En medio de esas disensiones fue cuando tuvo lugar la toma de Tordesillas con Flaviano de Bergenroth a la cabeza, quien manifestó a su enamorada que ya no se conformaba con la gobernación del castillo puesto que podía aspirar a un generalato y a un título de nobleza que su majestad la reina habría de concederle por el servicio que le iban a prestar.
Como en la anterior ocasión, fue también Gertrudis Verccelli la encargada de informar a la reina de lo que estaba sucediendo y lo que se esperaba de ella, puesto que los comuneros la habían reconocido como única y legítima soberana de Castilla, a lo que doña Juana, en presencia de don Juan de Padilla, del obispo Acuña y de don Pedro Lasso de la Vega, manifestó con gran serenidad:
«Si me habéis reconocido como reina, no habéis hecho más que lo que debéis. ¿O es que acaso no lo soy?»
Excúsase decir el contento con que los reunidos recibieron semejante declaración y más aún cuando puntualizó que si bien había otorgado poderes a su hijo Carlos, al estar éste ausente y no poder hacerse cargo del gobierno del reino, los poderes habían de retornar a su fuente, que no podía ser otra que la que los concedió.
De tales declaraciones se hicieron comunicados que se repartieron por todas las ciudades alzadas, en las que se celebraron festejos, porque entendían que contar con la reina era liberarse de la tiranía extranjera representada por el rey Carlos y su corte de flamencos.

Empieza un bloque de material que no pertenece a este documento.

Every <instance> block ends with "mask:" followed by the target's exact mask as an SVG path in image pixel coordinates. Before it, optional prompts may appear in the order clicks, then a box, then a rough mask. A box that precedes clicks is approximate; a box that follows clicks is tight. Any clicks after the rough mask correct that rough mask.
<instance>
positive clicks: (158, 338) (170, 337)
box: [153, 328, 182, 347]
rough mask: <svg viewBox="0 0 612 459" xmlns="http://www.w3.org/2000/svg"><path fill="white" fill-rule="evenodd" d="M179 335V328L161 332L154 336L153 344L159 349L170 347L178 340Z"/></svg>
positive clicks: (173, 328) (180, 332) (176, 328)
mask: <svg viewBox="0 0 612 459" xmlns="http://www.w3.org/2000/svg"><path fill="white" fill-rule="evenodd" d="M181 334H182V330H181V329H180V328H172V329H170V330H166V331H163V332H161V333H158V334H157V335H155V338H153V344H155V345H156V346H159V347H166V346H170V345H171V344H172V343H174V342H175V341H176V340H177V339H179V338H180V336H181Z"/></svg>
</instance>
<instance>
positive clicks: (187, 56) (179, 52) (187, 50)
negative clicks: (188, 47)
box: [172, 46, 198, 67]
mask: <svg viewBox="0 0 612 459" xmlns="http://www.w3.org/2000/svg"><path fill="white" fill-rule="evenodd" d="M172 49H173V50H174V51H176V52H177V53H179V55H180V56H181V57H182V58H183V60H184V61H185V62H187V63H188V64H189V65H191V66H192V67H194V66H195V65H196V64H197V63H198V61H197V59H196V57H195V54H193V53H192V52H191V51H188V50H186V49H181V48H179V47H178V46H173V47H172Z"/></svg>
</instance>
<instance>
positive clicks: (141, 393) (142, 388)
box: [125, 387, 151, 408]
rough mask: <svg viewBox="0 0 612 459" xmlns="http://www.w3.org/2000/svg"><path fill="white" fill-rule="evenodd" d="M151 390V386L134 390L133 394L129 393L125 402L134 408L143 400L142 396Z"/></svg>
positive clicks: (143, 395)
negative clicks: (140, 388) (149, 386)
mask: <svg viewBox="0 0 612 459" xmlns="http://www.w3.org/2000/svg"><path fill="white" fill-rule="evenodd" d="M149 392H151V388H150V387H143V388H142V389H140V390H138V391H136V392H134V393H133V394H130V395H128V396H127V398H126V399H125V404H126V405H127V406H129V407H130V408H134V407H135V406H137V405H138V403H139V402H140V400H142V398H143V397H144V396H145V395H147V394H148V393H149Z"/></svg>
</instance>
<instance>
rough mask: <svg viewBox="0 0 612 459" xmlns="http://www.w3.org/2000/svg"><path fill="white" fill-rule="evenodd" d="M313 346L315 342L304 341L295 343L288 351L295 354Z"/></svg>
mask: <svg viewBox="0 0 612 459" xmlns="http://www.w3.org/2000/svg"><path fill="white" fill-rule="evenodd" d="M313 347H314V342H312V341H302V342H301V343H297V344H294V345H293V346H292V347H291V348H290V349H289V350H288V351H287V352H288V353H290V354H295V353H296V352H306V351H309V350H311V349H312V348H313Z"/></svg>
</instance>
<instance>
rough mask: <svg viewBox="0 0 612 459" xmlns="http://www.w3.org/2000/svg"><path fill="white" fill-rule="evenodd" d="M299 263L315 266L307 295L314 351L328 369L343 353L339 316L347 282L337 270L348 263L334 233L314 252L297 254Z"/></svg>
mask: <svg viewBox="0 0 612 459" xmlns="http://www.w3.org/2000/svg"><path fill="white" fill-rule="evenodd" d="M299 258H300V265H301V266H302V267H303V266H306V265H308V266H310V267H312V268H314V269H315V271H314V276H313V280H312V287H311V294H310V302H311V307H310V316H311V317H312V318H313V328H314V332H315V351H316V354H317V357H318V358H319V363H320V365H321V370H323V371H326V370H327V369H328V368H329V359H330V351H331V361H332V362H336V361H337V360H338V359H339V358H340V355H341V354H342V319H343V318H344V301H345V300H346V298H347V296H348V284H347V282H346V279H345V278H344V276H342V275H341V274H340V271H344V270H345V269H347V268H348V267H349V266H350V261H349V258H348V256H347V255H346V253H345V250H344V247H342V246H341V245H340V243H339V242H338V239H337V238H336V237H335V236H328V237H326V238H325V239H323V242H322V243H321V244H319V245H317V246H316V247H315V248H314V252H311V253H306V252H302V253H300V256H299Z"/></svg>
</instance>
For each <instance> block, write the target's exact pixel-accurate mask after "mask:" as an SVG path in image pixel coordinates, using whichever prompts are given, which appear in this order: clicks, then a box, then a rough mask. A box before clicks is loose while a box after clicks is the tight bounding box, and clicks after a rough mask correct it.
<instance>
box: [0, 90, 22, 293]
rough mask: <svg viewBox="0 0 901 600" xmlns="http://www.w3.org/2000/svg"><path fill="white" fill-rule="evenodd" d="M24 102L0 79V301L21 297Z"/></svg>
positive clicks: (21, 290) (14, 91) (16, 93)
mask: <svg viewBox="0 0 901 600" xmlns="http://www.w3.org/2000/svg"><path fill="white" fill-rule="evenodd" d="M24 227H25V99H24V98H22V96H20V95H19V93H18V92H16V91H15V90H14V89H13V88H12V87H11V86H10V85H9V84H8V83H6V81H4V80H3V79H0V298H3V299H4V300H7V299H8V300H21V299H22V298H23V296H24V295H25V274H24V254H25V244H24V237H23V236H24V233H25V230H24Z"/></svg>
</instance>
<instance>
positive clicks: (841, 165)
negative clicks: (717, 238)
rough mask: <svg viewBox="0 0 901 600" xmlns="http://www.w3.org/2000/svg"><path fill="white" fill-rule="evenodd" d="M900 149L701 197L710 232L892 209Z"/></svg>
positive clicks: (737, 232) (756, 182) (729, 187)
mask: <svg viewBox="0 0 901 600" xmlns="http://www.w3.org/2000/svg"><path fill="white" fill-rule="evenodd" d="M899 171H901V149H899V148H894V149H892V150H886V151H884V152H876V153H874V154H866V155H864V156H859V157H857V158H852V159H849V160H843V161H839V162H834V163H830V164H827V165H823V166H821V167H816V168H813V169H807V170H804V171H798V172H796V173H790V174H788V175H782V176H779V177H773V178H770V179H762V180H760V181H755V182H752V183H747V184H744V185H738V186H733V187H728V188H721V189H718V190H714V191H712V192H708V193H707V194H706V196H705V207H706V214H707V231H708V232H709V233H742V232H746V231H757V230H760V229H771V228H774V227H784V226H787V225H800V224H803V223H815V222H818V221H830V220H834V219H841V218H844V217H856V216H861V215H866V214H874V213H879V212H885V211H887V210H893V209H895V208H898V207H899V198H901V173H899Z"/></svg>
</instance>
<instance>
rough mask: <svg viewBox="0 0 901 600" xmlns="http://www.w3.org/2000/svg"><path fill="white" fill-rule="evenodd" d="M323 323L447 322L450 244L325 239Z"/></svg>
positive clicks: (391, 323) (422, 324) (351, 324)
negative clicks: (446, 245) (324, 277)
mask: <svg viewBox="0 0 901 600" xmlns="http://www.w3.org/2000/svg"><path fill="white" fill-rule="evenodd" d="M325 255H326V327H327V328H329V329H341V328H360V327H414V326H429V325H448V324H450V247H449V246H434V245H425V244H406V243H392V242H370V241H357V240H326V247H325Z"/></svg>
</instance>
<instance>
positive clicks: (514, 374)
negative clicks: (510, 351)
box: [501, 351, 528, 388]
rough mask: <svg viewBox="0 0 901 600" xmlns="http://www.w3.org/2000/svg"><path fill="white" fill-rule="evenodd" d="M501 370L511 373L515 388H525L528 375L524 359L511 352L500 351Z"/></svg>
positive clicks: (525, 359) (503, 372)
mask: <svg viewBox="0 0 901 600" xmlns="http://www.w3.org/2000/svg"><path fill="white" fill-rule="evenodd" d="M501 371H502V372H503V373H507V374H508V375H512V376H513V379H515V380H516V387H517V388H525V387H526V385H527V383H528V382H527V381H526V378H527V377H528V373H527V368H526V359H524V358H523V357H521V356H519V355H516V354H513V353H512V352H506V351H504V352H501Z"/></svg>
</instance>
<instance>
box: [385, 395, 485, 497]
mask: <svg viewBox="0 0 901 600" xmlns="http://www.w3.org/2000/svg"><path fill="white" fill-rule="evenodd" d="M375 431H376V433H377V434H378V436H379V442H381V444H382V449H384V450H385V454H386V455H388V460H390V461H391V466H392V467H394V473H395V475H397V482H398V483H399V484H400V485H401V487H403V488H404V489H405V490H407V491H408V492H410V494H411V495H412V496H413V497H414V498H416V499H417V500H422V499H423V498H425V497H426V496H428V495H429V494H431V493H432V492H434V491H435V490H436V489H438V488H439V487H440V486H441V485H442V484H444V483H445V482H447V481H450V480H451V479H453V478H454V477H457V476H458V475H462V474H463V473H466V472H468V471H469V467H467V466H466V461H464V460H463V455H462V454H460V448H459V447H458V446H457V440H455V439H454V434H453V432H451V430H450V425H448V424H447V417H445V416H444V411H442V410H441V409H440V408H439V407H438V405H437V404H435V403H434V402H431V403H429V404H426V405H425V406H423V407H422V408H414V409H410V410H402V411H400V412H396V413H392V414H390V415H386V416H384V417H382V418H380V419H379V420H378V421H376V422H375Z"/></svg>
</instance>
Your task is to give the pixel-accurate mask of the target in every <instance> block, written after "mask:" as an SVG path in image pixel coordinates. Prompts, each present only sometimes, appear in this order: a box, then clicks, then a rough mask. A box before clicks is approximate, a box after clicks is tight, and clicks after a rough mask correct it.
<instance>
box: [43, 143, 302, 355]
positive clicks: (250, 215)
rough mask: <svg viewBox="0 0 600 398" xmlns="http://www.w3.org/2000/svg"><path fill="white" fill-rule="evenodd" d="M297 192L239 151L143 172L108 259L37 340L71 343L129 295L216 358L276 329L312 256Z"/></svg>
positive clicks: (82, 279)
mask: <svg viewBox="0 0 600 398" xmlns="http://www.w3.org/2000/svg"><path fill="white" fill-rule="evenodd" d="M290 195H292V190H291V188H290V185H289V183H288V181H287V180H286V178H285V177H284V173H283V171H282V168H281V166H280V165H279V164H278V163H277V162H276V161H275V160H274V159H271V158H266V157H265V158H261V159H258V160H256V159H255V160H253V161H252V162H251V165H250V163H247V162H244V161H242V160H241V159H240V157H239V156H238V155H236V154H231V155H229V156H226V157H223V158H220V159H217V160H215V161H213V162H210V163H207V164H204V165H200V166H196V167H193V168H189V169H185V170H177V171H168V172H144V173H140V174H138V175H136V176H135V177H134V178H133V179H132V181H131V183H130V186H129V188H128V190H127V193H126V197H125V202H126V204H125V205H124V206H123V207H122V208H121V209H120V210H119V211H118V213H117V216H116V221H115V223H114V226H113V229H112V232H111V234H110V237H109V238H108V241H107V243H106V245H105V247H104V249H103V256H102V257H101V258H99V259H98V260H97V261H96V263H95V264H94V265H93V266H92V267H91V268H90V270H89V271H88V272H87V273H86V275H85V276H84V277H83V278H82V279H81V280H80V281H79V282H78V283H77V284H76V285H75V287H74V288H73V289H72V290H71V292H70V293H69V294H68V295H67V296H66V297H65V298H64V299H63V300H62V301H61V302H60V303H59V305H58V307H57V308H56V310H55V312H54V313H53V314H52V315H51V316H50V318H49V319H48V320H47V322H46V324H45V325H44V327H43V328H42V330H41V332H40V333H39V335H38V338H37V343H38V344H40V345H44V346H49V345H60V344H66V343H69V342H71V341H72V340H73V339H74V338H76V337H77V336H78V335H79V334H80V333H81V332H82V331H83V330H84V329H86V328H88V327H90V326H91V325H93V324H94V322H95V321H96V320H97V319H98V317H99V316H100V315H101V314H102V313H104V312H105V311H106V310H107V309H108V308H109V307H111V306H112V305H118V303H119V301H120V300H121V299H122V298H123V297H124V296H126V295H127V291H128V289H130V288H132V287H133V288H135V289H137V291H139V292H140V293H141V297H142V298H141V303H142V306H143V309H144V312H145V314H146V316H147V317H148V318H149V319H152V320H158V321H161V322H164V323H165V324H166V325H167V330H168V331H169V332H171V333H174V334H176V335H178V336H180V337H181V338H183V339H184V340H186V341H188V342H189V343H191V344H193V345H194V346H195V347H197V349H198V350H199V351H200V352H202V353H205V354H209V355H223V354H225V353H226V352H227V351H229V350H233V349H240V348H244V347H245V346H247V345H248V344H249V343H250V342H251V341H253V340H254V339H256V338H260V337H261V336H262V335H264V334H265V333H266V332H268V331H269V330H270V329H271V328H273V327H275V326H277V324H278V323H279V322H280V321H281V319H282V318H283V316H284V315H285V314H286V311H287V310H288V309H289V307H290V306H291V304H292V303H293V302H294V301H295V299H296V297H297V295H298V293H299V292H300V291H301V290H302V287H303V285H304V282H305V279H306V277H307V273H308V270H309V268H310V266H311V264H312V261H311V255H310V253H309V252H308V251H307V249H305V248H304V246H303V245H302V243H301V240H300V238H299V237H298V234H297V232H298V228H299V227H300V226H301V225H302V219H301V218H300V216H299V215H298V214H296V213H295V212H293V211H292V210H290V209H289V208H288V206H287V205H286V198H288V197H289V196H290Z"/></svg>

En la cumbre de su triunfo y soñando Juan de Padilla con que toda España estaba a sus pies -en Valencia y Mallorca se había producido un levantamiento similar llamado de las Germanías- no se conformó con lo manifestado de palabra por la reina y quiso que constara por escrito y con su firma, para que por todo el reino circulara la noticia de quiénes eran los que gozaban de la confianza de la única soberana legítima. Y con gran desesperación de Flaviano de Bergenroth, que bien les advertía que la reina no había de firmar, se empeñaron en esta pretensión el obispo Acuña y el general Lasso de la Vega que junto con Padilla eran los de más ascendiente en el movimiento de las comunidades. El obispo y el general fueron los únicos nobles que se unieron a los sublevados y lo hicieron por rencillas personales con el Consejo de Grandes de España.
Flaviano de Bergenroth les recordó que el señor de Chièvres se había salido con la suya, conformándose en recoger ante escribano las declaraciones de su majestad, y que otro tanto debían hacer ellos, puesto que la reina había prometido a su difunto esposo no firmar y en ese punto no cedía.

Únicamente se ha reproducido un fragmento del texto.